Although lytic cycle phage particles were found in HLB-affected plant samples30, only Las prophage FP1 encodes putative lysis genes (gp_110, gp_035). Yet our data showed that FP2 copy number increased similarly to FP1, despite the lack of putative lysis genes in FP2. The Las chromosome itself encodes a lytic enzyme (CLIBASIA_04790); further study should determine whether excision of FP1 and FP2 relies on the Las chromosomal endolysin and/or the FP1 putative endolysin. Slight temporal differences between FP1 and FP2 induction, as observed with 42 °C temperature shift (e.g., Fig. 2b), suggest that there may be small differences in their regulation. Future studies should identify the mechanisms underlying these differences.

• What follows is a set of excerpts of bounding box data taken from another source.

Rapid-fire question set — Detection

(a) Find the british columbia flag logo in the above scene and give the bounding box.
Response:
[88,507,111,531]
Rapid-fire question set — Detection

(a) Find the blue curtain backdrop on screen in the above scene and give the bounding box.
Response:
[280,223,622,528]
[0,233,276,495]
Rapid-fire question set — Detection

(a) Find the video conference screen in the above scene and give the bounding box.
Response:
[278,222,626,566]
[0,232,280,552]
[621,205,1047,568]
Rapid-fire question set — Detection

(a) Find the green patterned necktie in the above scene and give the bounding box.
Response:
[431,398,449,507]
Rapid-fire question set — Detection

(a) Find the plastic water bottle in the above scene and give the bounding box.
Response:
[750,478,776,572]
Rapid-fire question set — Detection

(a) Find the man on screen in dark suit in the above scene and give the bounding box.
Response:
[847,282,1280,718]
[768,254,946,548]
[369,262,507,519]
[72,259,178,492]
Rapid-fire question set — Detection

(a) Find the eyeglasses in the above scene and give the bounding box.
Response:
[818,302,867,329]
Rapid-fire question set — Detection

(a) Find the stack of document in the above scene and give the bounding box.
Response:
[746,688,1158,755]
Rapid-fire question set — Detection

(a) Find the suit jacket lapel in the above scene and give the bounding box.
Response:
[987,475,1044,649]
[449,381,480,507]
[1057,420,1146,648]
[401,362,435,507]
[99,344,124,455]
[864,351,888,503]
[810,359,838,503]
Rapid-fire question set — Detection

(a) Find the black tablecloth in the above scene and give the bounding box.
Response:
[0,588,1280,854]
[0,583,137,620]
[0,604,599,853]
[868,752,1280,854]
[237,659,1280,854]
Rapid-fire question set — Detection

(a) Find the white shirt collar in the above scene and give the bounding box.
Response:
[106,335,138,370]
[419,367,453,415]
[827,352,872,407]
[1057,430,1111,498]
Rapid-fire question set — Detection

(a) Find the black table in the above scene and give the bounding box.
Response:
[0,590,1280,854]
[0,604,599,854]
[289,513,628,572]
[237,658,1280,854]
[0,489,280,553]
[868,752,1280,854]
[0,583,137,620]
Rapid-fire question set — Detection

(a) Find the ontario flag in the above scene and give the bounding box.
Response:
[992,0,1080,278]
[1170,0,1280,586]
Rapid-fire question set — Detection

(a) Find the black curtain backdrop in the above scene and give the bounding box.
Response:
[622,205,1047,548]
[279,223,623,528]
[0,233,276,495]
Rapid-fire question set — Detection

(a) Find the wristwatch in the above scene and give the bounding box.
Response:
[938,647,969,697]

Another direction for future study relates to the sometimes disparate results obtained with the two primer sets for FP1 (gp110, gp235) or FP2 (gp240, gp065). We used two primer sets for each phage because Las prophage regions are known to be highly variable (data not shown), and owing to this variability, it is unclear which gene’s copy number most accurately reflects the true phage copy number. Further studies may clarify how the copy number of specific phage genes correlates with the overall number of phage particles.

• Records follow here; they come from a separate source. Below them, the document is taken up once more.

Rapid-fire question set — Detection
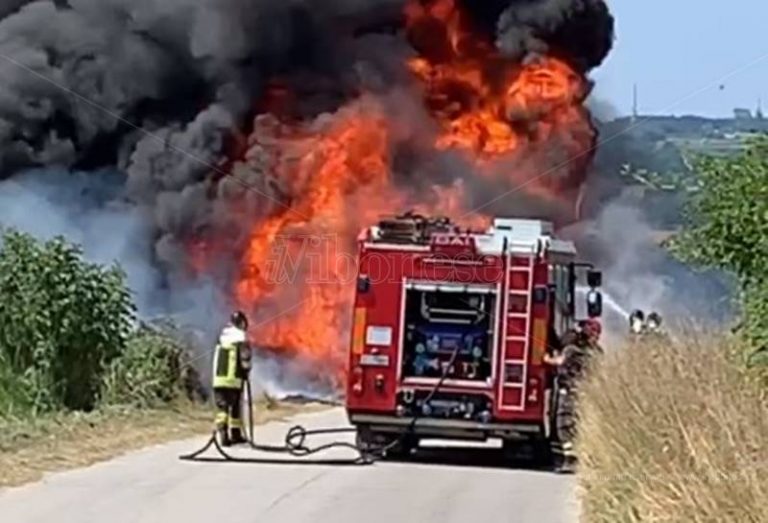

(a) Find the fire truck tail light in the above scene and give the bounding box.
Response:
[504,363,525,383]
[352,367,363,396]
[527,378,539,404]
[373,374,384,392]
[531,318,547,365]
[352,307,366,354]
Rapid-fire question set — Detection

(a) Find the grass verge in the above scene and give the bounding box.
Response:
[578,337,768,523]
[0,400,321,487]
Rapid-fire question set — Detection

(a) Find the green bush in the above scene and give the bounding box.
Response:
[102,327,188,407]
[672,138,768,347]
[0,231,134,411]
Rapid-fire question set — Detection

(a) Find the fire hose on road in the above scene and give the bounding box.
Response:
[179,347,459,465]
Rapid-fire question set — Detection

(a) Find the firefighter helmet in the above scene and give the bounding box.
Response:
[229,311,248,330]
[581,318,603,341]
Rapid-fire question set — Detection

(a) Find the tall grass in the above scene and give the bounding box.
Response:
[578,337,768,523]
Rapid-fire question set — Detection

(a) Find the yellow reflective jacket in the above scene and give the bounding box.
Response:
[213,325,251,389]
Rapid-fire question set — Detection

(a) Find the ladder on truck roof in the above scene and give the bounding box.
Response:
[497,244,538,411]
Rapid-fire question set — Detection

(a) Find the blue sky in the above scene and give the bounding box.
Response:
[592,0,768,116]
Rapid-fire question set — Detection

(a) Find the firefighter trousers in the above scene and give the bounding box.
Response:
[552,387,577,464]
[213,387,243,437]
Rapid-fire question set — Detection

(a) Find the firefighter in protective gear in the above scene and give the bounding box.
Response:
[553,319,602,472]
[213,311,251,446]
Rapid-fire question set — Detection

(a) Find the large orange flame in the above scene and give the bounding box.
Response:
[212,0,594,380]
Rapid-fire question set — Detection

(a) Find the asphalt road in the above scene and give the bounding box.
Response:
[0,409,577,523]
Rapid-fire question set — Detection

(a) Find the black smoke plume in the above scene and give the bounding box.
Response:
[0,0,613,322]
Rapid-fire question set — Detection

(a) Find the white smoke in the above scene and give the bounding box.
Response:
[564,189,731,342]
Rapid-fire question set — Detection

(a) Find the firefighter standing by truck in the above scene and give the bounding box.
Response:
[548,319,603,472]
[213,311,251,446]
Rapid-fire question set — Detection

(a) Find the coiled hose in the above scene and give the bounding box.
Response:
[179,347,459,465]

In conclusion, both heat treatment and tetracycline can induce FP1 and FP2 conversion. Although heat treatment and tetracycline have been demonstrated to be effective against HLB, this is the first study to suggest a possible molecular mechanism, in addition to citrus host transcriptional or metabolic defensive responses to stress conditions. All together may contribute to the elimination of Las. Our results suggest a potential mechanism for the activity of heat treatment and antibiotics against HLB, wherein induction of Las prophages causes lysis of Las bacteria, reducing Las population and thus HLB symptoms in citrus trees.